The Public Buildings Service Western Regions Conference in October 2010 was held at the M Resort Spa Casino in Las Vegas.

The Public Buildings Service Western Regions Conference in October 2010 was held at the M Resort Spa Casino in Las Vegas. Flickr user Exothermic

Fired GSA Exec Exonerated, Restored With Back Pay

Judge finds James Weller not responsible for lavish spending at Las Vegas conference.

James Weller, the Region 7 administrator of the General Services Administration’s Public Buildings Service who was forced out after the scandal over lavish spending on a 2010 Las Vegas, Nev. training conference, has been exonerated.

On March 6, Merit Systems Protection Board Administrative Law Judge Ronald Weiss reversed GSA’s 2012 decision to terminate Weller and restored him to his job with 19 months’ back pay, according to his attorney.

“The evidence at trial showed that Mr. Weller was not responsible for planning the Western Regions Conference” at which the overspending took place in October 2010, said attorney Alan Lescht in a statement. “Those decisions were made by Region  9. …. Mr. Weller has an exceptional record of public service, and with this decision he has regained  his reputation and cleared  his name.”

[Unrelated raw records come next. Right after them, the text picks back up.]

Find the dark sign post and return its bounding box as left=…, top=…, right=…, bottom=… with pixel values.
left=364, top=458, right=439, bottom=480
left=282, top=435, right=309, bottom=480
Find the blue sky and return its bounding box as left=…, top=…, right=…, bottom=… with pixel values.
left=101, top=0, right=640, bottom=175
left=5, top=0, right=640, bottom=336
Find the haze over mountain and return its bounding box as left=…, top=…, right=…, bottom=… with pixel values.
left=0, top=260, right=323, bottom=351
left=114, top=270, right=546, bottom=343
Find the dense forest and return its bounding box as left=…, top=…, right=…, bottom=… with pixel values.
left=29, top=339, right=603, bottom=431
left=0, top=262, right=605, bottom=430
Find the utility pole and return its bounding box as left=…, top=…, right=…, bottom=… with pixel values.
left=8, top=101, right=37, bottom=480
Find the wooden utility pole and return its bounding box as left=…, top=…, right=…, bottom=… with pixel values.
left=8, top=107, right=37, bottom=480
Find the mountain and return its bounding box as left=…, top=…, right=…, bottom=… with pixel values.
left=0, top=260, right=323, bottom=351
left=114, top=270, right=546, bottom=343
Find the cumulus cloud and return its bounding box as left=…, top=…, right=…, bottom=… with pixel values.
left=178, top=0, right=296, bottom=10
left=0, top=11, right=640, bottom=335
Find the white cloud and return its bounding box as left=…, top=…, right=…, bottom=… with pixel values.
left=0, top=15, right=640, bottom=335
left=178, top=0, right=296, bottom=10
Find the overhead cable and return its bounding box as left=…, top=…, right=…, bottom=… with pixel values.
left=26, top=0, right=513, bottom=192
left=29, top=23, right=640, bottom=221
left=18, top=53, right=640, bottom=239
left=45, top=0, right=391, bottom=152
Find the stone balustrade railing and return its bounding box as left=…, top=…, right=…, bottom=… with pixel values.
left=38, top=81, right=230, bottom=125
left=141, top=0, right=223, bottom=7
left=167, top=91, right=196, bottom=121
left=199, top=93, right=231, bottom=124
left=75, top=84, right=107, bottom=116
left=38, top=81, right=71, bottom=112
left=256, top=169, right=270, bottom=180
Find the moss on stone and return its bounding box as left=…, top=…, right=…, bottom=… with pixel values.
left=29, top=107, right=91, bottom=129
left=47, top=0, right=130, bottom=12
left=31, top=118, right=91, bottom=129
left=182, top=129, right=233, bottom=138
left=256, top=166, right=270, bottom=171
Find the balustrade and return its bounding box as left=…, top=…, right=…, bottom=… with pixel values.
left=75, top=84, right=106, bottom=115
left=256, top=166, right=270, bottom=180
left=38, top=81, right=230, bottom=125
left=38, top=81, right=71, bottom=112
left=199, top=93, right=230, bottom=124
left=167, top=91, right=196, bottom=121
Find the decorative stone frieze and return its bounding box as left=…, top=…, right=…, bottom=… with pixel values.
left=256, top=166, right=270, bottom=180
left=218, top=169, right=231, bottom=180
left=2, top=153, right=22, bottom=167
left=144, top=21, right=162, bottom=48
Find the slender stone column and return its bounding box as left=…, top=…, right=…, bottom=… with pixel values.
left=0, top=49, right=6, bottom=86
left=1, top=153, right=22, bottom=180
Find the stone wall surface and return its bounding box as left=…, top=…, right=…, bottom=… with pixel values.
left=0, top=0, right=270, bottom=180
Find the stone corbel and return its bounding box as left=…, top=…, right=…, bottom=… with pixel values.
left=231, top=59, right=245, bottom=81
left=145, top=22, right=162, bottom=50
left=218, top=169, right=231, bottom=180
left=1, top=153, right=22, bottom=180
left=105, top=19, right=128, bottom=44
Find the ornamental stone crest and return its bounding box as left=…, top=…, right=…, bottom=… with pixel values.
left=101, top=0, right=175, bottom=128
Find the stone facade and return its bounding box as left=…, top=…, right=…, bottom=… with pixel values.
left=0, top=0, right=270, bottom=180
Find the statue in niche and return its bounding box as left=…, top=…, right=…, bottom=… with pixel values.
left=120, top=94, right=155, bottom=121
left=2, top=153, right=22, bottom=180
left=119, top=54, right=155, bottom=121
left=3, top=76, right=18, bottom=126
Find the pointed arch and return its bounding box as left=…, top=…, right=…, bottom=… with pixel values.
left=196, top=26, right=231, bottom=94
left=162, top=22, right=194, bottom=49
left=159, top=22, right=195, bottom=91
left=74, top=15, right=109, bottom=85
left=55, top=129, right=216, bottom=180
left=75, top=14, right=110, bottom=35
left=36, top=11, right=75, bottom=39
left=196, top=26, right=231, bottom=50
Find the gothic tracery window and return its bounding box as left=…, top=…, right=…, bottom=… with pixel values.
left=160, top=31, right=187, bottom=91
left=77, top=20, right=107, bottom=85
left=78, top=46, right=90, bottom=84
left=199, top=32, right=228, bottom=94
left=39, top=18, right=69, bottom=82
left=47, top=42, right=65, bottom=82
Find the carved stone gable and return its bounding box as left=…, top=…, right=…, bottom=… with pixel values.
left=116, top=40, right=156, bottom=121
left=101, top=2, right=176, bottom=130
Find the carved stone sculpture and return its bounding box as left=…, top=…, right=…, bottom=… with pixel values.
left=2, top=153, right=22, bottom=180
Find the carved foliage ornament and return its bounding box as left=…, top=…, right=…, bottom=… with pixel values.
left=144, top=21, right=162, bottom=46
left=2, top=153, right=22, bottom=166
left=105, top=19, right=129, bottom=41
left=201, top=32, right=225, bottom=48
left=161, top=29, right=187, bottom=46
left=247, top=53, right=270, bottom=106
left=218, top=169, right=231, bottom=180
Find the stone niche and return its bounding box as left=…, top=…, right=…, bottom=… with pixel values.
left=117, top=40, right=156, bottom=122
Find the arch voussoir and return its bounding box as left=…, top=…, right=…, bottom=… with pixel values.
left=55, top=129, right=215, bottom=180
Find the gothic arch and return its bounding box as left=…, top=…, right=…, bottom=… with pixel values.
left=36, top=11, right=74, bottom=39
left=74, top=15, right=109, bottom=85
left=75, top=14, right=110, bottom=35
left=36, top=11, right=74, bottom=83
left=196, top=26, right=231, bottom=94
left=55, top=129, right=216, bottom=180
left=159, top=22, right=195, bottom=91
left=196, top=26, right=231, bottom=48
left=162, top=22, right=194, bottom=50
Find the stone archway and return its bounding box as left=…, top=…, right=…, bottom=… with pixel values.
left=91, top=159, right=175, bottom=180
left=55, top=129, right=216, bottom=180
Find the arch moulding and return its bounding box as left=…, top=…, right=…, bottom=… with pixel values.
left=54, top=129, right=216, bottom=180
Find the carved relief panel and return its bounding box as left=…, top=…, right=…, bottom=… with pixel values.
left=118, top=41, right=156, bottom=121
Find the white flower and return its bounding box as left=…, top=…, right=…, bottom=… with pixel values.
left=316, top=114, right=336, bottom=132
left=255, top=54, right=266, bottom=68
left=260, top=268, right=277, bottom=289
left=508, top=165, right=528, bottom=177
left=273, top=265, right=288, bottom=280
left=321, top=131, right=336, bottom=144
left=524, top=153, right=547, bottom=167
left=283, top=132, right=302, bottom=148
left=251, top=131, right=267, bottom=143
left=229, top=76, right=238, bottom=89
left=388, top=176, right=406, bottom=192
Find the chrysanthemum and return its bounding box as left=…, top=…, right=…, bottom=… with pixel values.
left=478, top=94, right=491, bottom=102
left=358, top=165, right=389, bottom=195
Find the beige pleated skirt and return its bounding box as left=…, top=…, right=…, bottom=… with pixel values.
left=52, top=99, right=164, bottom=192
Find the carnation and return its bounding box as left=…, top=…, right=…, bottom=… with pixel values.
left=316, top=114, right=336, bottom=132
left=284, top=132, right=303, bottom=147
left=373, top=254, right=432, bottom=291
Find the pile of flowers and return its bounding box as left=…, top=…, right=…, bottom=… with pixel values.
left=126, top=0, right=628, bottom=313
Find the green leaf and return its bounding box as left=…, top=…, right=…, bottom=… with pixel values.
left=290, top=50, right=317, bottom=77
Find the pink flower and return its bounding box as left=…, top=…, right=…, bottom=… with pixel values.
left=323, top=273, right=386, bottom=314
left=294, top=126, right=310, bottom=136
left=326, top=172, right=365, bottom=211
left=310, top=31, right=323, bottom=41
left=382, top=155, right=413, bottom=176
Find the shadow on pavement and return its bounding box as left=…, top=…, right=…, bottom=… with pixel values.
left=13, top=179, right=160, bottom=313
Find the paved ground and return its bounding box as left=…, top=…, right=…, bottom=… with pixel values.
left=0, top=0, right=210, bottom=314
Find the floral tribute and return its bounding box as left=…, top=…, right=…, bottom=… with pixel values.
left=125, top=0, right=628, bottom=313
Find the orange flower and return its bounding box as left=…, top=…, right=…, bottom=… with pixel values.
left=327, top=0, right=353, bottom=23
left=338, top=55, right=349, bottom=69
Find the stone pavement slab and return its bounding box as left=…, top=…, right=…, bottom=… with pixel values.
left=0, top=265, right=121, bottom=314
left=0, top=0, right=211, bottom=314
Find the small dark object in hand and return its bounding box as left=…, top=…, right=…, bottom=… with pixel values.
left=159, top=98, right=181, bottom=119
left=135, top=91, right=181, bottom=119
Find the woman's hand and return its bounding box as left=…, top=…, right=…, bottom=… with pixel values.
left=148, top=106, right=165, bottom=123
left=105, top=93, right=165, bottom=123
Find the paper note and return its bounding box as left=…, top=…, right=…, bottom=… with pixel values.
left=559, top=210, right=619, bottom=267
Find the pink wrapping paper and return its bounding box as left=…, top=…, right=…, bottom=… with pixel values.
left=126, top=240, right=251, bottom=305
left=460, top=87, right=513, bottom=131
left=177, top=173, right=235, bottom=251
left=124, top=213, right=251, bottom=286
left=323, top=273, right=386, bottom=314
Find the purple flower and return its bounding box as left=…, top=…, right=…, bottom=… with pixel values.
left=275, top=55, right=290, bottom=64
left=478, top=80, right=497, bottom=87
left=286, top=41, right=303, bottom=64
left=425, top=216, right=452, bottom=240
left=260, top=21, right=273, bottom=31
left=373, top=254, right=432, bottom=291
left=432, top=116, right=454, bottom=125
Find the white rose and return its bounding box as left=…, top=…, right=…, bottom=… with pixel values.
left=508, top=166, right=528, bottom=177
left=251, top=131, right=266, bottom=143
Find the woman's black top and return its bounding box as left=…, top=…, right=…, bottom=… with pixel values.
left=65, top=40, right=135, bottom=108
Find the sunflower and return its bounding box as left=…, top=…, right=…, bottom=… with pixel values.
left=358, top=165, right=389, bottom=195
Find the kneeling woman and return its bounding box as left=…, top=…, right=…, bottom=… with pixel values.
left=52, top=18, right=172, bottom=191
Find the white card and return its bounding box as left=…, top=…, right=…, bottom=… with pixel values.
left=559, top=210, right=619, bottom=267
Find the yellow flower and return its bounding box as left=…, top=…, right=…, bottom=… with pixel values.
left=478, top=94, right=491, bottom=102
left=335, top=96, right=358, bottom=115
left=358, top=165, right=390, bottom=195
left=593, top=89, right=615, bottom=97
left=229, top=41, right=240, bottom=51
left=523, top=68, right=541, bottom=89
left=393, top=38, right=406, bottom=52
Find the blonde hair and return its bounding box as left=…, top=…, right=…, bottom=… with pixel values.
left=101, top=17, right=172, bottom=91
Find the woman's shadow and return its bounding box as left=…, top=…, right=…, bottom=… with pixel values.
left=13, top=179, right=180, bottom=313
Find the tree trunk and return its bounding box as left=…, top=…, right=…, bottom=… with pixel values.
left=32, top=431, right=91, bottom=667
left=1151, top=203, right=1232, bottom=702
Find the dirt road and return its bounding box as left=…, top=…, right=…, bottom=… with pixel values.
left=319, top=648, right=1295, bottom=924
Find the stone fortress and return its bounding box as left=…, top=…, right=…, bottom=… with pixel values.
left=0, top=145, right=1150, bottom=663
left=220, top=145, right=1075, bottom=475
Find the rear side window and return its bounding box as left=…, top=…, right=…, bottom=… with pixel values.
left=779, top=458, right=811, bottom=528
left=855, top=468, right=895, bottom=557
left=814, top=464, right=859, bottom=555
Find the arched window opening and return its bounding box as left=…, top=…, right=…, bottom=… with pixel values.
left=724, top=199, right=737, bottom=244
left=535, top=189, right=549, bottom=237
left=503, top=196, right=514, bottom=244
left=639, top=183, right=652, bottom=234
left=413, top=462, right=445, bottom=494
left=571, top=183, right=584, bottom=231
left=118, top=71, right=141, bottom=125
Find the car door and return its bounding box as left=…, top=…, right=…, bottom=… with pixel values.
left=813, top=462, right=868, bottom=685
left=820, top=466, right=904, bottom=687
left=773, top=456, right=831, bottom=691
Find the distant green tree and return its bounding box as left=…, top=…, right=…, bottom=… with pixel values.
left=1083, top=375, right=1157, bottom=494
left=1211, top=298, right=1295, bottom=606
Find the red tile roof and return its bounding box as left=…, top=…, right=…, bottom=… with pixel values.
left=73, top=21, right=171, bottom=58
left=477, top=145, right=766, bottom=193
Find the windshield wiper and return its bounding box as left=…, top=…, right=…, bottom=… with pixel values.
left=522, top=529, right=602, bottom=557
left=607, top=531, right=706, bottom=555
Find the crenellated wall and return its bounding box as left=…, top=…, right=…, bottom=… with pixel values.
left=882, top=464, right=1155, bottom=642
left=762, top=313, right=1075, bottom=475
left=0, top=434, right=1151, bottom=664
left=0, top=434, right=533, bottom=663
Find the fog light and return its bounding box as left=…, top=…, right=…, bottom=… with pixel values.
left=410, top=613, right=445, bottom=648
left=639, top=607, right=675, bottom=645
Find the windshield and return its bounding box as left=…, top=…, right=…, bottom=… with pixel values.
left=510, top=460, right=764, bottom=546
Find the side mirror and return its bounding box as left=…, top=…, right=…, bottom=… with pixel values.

Following an April 2012 GSA inspector general report about an $820,000 four-day conference for 300 employees that featured a mind-reader, special receptions and expensive commemorative coins, several executives were forced out, including GSA Administrator Martha Johnson, Public Buildings Service Commissioner Robert Peck and Region 9 Administrator Jeff Neely.

Weller ran Region 7 from Fort Worth, Texas, and Neely ran Region 9 from San Francisco, Calif.

In Weller’s case, the judge concluded that, “outside of his personal appearance at the final, ‘dry run’ meeting, the appellant possessed no knowledge regarding the WRC planning meetings until well after the fact… [that] Region 9, as host for the WRC, was responsible for the logistics of the conference planning…it was not possible for the appellant to have controlled the excess costs associated with these events,” he wrote. “The fact remains that the appellant did not participate in the relevant purchasing decisions and had no prior notice of the resulting largess.”

The GSA in April 2013 also lost a round in MSPB court when an administrative judge reversed the agency’s decision to remove Paul Prouty as commissioner of Public Buildings Service Region 8. That case is pending. Prouty was based in Denver, Colo.

GSA did not immediately respond to requests for comment.